Об Одессе и ее порте написано много. «Гамбринус» Куприна, «Белеет парус одинокий» Катаева. Биографические повести Паустовского и рассказы Бабеля. Это читали и будут читать, издавали и будут издавать десятки раз. А вот повесть Сулержицкого «Дневник матроса» {41} шестьдесят с лишним лет пролежала в архиве[26]. Между тем повесть эта — одновременно документально точный очерк и художественное произведение. «Дневник матроса» несколько напоминает и «Гамбринус» и, конечно, горьковского «Челкаша»: ярко, зримо написан Сулержицким одесский порт и люди его — громадная армия матросов, грузчиков, ломовиков, безработных.

Опять повествование льется легко и просто — это дневник человека интеллигентного и наблюдательного, который волею судеб (а вернее — своею волей) сделался матросом, остался без работы в порту, жестоко голодал, жил в ночлежке, часами сидел у моря, ожидая прибытия новых кораблей, и часами простаивал в тысячной толпе, ожидая — возьмут ли его на грошовую работу, можно ли будет поесть сегодня…

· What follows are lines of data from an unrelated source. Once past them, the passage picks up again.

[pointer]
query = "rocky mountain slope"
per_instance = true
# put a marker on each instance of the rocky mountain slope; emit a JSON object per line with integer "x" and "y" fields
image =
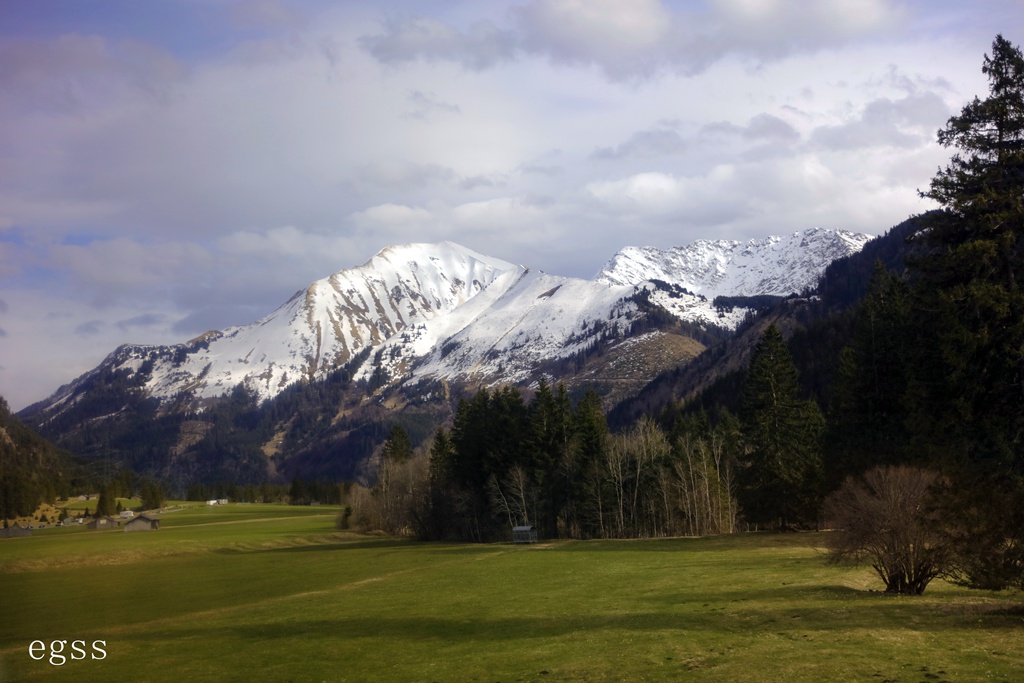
{"x": 416, "y": 324}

Кажется, что это действительно написано в те же дни, в Одессе, в ночлежках — настолько точны здесь впечатления безрадостных дней безработного, так безошибочна переданы интонации каждого человека. Вот голодные матросы тоскливо смотрят в море, и Сашка Пугач задумчиво рассуждает: «Видишь, какой зыб идет, даром что ветру мало… Потому что зимний ветер густой, все одно как смола…» Вот городовой обрабатывает пьяного, и пьяный констатирует: «Сенька, а Сенька, друг! Он мне переднюю губу разбил…» Вот хозяин ночлежки монотонно рассказывает, сколько беспокойства доставила ему портовая проститутка, которая, родив, прибежала в ночлежку с живым ребенком: «Я его, говорит, тут у вас в сортир брошу…» И мне чего-сь сразу так страшно стало, говорю ей: «У нас не бросай, не бросай у нас, слышь… Неси куда хочешь, в парк, в снег закопай, — куда там знаешь, только у нас не кидай, смотри…» А вся история этой проститутки Феньки? А рассказ выброшенного с корабля матроса, умирающего под забором от ревматизма? А одесские трущобы, трактиры, дворы, где бродят шарманщики и пьяные моряки, где растрепанные женщины жарят скумбрию у входа в свои берлоги, ругаются и «заиванивают» матросов? Это не менее сильно написано, чем «Гамбринус». Это произведение трагическое и бесстрашное. Автор «Дневника матроса» не приукрашивает жизнь, но видит и показывает изнанку ее: «Одессе — не верь». И в то же время книга его пронизана верой в людей: в Сашку Пугача (лицо реальное, товарищ Сулержицкого, с которым {42} он впоследствии переписывался), в «вольного человека» Степового, во всех этих бесчисленных обитателей порта, «которые торопятся делать совершенно чужое и ненужное им дело, чтобы только иметь возможность поддержать сегодня свое тело и прикрыть его жалкими отрепьями…».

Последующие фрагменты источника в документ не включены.